Leur langage porte , dans sa structure même, des shémas qui font eccos aux manières de communiquer des animaux qui les entourent, certains mots représentent des états, des sons, des cris d’animaux, et font office de représentation de cet animal. Ca n’est pas l’animal en lui même, il s’agit plus la d’un genre de depersonnalisation , arriver a retrouver un certain rythme pour saisir l’essence de l’animal et ce qu’il évoque, tout en gardant une certaine forme de synthétisation. En effet, les Runa ne reproduisent jamais exactement l’aboiement de leur chien, ni le cri d’un oiseau: cela reviendrais a perdre son identité, a se faufiler dans la peau d’un animal et risquer de perdre la sienne en route. Cet équilibre entre le fait de se sentir humain, rester ancré dans sa condition tout en pouvant se faufiler dans la peau d’autrui, humain ou non, est l’une des caractéristiques de ces indiens runa. Apprendre a se mettre a la place de, et donc de comprendre la forêt qui les entoure et tous ses habitants est la condition sine-qua non de leur survie. Apprendre a lire les signes qui vous indiquent la présence d’une proie, la maturité d’un fruit, la santé d’un arbre, apprendre a reconnaitre les shémas et motifs du vivants et donc de prévoir la manière dont celui ci va réagir pour mieux le chasser , l’attraper, le cueillir sont tout autant de choses qui s’apprennent avec le temps, la pratique et l’instinct; or dans une société pratiquement autosubsistante (les indiens runa achètent leurs fringues, le riz, certaines cereales et objets de tous les jours, mais ils sont entièrement autonome pour les fruits, légumes et la viande) , être dépourvu de ces capacité ou ne plus savoir comment les utiliser, c’est être frappé de ce qu’ils appellent l’Aveuglement de l’âme.

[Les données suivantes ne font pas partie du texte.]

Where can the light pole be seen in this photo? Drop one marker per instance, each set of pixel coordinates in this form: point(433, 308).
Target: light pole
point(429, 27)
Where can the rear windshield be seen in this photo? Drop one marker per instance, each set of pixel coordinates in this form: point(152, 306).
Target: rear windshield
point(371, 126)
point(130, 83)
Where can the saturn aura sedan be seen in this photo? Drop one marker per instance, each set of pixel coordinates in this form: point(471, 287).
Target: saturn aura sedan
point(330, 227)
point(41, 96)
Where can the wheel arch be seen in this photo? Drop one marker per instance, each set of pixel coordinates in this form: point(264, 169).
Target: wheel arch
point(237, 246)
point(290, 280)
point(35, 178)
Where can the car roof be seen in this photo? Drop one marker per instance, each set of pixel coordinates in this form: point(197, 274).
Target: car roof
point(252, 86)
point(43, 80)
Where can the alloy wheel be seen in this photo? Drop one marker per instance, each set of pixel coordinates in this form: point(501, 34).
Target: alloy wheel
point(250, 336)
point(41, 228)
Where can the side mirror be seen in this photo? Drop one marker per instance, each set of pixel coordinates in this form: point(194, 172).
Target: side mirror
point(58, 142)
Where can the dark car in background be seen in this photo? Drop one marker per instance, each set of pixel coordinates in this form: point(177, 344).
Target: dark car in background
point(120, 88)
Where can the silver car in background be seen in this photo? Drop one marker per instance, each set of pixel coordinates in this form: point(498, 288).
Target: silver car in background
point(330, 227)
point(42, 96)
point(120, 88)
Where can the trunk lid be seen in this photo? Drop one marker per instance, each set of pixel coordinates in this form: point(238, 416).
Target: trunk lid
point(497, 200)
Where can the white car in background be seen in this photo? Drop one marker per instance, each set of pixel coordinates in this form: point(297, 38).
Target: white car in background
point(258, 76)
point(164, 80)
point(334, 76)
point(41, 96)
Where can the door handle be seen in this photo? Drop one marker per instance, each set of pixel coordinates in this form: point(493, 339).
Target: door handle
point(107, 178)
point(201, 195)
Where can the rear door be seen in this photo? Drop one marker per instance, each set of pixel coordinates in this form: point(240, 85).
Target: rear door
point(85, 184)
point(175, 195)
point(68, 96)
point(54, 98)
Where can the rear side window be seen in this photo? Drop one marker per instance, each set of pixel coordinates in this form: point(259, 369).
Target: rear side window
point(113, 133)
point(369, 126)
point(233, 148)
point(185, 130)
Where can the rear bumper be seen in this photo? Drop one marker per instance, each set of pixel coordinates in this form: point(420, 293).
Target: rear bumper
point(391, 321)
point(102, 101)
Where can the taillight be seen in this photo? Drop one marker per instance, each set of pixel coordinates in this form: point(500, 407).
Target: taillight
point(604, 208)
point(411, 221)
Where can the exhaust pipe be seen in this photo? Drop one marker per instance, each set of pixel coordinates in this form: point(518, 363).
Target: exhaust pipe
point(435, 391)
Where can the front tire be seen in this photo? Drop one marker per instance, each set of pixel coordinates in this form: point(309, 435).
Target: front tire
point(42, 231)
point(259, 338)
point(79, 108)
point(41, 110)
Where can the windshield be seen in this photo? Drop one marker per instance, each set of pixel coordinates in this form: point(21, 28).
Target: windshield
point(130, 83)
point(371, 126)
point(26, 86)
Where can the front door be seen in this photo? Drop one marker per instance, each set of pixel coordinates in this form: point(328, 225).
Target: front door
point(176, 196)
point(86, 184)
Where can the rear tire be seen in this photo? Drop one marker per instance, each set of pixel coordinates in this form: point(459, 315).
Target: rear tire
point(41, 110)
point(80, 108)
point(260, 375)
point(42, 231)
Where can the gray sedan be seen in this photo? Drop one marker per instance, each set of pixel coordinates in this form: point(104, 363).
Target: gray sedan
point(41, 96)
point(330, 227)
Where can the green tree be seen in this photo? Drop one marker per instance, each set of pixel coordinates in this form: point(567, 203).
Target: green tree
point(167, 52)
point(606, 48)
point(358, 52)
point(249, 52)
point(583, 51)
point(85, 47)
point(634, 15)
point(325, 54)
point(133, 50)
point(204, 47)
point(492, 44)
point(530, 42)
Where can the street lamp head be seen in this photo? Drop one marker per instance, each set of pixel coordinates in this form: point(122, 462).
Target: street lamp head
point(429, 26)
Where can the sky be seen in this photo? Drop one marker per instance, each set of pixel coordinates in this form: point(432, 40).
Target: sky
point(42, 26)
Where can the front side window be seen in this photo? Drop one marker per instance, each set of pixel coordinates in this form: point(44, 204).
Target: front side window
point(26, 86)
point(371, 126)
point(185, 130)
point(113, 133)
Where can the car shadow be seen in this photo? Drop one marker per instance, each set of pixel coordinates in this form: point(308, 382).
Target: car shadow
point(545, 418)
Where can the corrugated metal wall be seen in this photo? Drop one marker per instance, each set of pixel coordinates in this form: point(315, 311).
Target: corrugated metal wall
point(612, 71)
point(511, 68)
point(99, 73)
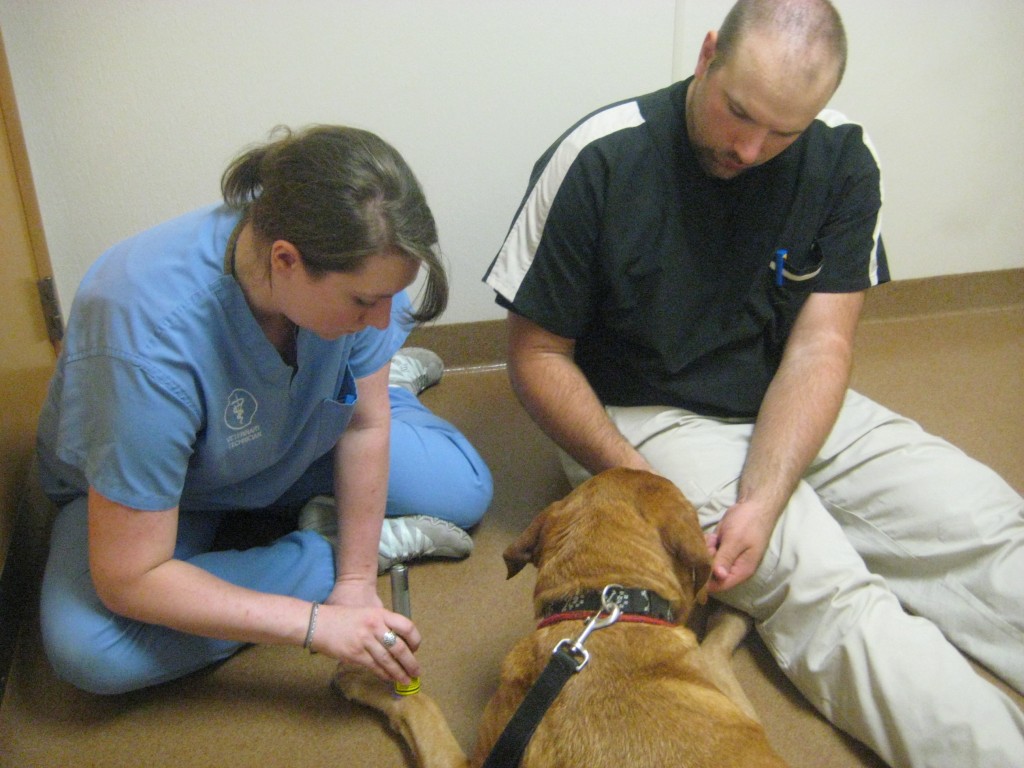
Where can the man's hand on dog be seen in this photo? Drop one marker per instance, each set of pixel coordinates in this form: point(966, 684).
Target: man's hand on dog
point(737, 545)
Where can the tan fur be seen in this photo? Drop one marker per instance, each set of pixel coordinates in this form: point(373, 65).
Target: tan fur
point(650, 695)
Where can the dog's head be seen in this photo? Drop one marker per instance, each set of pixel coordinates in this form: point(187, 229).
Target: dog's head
point(622, 526)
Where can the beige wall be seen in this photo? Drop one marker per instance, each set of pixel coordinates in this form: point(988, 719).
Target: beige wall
point(132, 109)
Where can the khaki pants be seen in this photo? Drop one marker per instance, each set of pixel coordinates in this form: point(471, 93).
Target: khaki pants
point(894, 549)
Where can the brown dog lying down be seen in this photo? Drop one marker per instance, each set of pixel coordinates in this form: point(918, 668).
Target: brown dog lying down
point(649, 695)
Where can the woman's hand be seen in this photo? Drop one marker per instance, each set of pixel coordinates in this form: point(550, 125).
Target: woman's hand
point(356, 635)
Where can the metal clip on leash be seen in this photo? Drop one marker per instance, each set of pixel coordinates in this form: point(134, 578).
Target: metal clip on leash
point(606, 616)
point(567, 658)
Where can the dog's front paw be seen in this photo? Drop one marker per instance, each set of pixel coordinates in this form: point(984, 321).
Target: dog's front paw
point(359, 685)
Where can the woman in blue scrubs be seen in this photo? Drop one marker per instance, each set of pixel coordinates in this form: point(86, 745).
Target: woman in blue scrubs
point(238, 358)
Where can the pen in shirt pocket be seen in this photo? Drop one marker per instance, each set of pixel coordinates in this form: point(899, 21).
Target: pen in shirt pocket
point(780, 255)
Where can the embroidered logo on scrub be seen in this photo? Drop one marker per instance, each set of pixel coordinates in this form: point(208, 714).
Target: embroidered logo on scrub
point(239, 416)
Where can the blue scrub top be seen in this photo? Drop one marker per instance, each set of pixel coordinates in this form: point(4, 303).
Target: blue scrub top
point(168, 393)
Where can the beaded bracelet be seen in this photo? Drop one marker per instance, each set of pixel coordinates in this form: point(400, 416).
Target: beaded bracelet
point(312, 628)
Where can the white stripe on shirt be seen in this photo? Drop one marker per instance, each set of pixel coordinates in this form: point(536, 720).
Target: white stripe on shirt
point(833, 119)
point(517, 252)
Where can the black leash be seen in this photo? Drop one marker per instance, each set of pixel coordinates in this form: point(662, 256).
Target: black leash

L’âme devient incapable de se fondre dan ce qui est au dela d’elle, de reconnaitre ces clefs qui la lient a l’ensemble. Par exemple, chez les runas, il existe une croyance comme quoi les jeunes pères, durant tout le temps ou leur femme est enceinte, deviennent Soul Blind. Leur sperme a servit a concevoir la vie , et leur connection au monde s’est introduite dans le foetus; ils ne sont plus capable de l’utiliser, et c’est les autres qui leur fournissent ce dont ils sont besoin. Ou lorsqu’on est soudain angoissé, que nos pensées et notre raisonnement se détache soudain de tous les autres, qu’on perd pied, que notre esprit s’emballe comme un cheval fou , qu’on a l’impression , soudain, d’être passé de l’autre côté du miroir et de perdre le sens des mots. « Avalanche. Avalanche. A-va-lanche ». Soudain , ces quelques lettres ont perdu leur connection avec ce qu’elles représentent et les concepts qui lui sont liés. Cette mémoire en arborescence, cette pensée qui lie les notions les unes avec les autres a perdu le fil , et tombe, et se brise.

Nous nous brisons en nous mêmes, incapable de nous retrouver a l’extérieur de nous mêmes. Tout comme les aveugles perdent leur connection avec la vue, nous perdons notre connection avec le monde. Nous sommes aveugles au monde, et si nous ne trouvons pas le moyen de renouer les liens par le sens des choses, nous nous effondrons en nous même, comme un trou noir.